“Documenting The Decline of the City”

When you know what I do about state and local government revenues and expenditures (and I’ve worked very hard to make that possible), much of what you hear about state and local government in the media is really aggravating. Because you know what is being reported is misleading at best, and deceptive at worst.

Recently, it was reported that NYC police sergeants had stated taking pictures of homeless people and posting them online to “document the decline of the city” under the DeBlasio Administration. Probably in political retaliation for Mayor DeBlasio not agreeing to restore the previous level of disability fraud in NYC’s uniformed services.

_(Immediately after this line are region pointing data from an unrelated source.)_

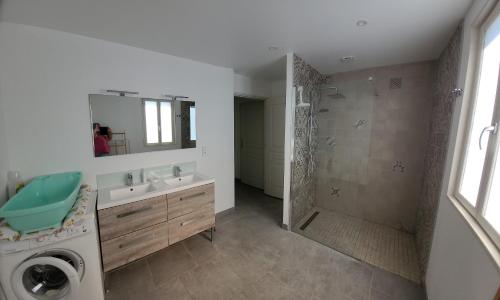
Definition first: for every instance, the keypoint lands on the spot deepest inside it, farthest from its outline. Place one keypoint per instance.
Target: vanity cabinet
(190, 212)
(134, 230)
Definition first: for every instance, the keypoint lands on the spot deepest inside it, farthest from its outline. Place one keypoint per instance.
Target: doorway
(259, 154)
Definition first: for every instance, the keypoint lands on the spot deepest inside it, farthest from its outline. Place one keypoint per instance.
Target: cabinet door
(190, 200)
(187, 225)
(123, 219)
(126, 248)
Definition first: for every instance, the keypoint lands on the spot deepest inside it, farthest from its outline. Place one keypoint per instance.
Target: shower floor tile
(378, 245)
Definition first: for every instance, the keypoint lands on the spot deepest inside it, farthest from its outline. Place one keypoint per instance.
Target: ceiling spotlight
(361, 23)
(347, 59)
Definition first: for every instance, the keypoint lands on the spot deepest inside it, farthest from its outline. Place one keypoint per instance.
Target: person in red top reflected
(101, 146)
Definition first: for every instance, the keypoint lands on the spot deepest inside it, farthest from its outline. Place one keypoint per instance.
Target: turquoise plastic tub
(43, 203)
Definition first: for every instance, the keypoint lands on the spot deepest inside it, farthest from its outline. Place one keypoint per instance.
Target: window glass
(192, 122)
(166, 122)
(492, 56)
(151, 116)
(483, 112)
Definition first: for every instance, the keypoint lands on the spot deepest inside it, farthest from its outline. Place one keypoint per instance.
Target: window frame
(195, 123)
(158, 111)
(477, 212)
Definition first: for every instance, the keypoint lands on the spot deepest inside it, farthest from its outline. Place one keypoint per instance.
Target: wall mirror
(124, 125)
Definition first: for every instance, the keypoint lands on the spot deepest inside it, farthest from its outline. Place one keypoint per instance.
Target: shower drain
(311, 218)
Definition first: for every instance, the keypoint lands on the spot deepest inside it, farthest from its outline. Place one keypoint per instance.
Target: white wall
(278, 88)
(460, 268)
(45, 80)
(289, 115)
(4, 161)
(247, 87)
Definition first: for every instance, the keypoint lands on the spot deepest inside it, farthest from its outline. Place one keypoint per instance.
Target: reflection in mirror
(124, 125)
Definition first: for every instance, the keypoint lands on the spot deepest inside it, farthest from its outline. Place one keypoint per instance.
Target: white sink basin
(131, 191)
(182, 180)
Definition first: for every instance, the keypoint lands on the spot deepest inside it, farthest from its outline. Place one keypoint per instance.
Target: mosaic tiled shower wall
(372, 143)
(306, 137)
(447, 72)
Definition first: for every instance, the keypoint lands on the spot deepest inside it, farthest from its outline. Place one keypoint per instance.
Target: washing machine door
(49, 275)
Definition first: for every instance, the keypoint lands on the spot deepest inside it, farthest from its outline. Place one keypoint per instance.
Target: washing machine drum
(54, 274)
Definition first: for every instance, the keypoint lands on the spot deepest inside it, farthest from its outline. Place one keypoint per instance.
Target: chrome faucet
(130, 179)
(177, 171)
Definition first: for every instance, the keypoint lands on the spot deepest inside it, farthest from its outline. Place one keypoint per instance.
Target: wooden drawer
(123, 219)
(191, 224)
(188, 201)
(124, 249)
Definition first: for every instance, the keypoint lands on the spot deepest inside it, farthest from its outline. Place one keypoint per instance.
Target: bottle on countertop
(14, 183)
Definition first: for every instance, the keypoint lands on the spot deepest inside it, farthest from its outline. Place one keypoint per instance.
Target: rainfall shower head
(335, 95)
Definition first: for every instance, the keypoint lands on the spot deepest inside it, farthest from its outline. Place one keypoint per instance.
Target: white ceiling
(237, 33)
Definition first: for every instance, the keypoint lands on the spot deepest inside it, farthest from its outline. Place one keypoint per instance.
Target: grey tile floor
(253, 258)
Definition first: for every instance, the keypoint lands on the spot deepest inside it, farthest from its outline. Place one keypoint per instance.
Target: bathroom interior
(249, 150)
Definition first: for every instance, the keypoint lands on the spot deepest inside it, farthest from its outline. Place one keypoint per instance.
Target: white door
(274, 146)
(252, 143)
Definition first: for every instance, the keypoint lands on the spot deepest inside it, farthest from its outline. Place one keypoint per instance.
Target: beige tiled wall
(374, 170)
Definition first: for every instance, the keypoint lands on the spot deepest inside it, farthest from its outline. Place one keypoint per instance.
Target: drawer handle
(187, 222)
(192, 196)
(133, 212)
(133, 242)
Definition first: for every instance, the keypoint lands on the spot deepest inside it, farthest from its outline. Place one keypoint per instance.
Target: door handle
(491, 130)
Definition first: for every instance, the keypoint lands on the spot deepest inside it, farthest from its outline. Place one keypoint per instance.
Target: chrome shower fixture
(336, 95)
(300, 90)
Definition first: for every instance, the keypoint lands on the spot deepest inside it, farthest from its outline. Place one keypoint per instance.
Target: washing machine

http://nypost.com/2015/08/10/cops-are-taking-pictures-of-bums-and-posting-them-online/

The Mayor responded with the assertion that the problem is the people of the city are not paying enough in taxes for social services. He didn’t say that directly, of course, but unless he somehow thinks money can drop from the sky (or the State of New York can give him more money to give to other people without charging city residents more in taxes), that is the reality of what he must have meant.

The reality is that city funds “for the poor” have not been cut, just shifted. And more isn’t being added for the poor (or other things) not because the tax burden is going down, but because in the past future money was taken off the top for other things with the bill shifted to the future, which is now the present. See the chart below.

Documenting the Decline of the City

Because of the way Census Bureau state and local finance data is compiled, I can’t separate the City of New York’s intergovernmental federal and state revenues for public hospitals, public welfare, social services and health from each other to calculate the net cost of these functions to the city. So what you see is the net City cost of everything in those categories, added together.

In an effort to say the rising cost of pensions is not so burdensome, there are those who give its cost as a percentage of the entire city budget. But with much of the cost of social services within its borders carried on the City of New York’s books, even if most of the money comes from Washington and Albany, this is not a fair comparison. The city can’t just shift state and federal Medicaid funds to pensions as pension costs rise. This money is merely passing through the city under rules set elsewhere, and if the city doesn’t follow the rules and use them for this purpose, it doesn’t get the money.

While taxpayer underfunding is the greater cause of pension crises elsewhere, retroactive pension increases scored by public employee unions in exchange for political support are the primary cause of the crisis in NYC. They are doing all they can to find someone else to blame, and in most cases Mayor DeBlasio is playing along (whether he will continue to do so when the stock market turns down and he has to start allocating the losses remains to be seen). That’s why it is particularly offensive to me for the unions to point fingers at the poor.

Given how high NYC’s state and local tax burden is, on the other hand, and how it has gone up, it is also offensive for politicians to imply people are homeless and suffering because city residents have been unwilling to pay enough in state and local taxes. That accusation should be made, if at all, about the places many of NYC’s homeless are coming from, places with a far lower tax burden than ours.

For anyone interested in more detail on how NYC’s spending on the poor has varied over the years, and now it compares with other places, that information is (once again) here.

https://larrylittlefield.wordpress.com/2015/05/25/aid-for-the-needy-census-of-government-data/

And Census Bureau data on public and private employment in these categories is here.

https://larrylittlefield.wordpress.com/2014/05/03/health-care-social-services-and-housing-2012-census-of-governments-employment-and-payroll/

I’ve been following these issues for a long time. And it that time, the only people anyone has dared to tell that they were taking too much out, not putting enough it, and had to be more fair to the rest of us is the poor. That wasn’t wrong, and it wasn’t to their detriment. But to continue blaming them for our problems 20 years after the whole “welfare reform” era, the facts be damned, is the height of chutzpah.

What the political/union class really needs is for NYC’s welfare rolls to soar. So they can be tagged with a huge share of the blame in exchange for very little money, to distract attention from big money going elsewhere. And politicians can hurrumph with their usual left wing and right wing talking points, while their backers laugh all the way to the bank.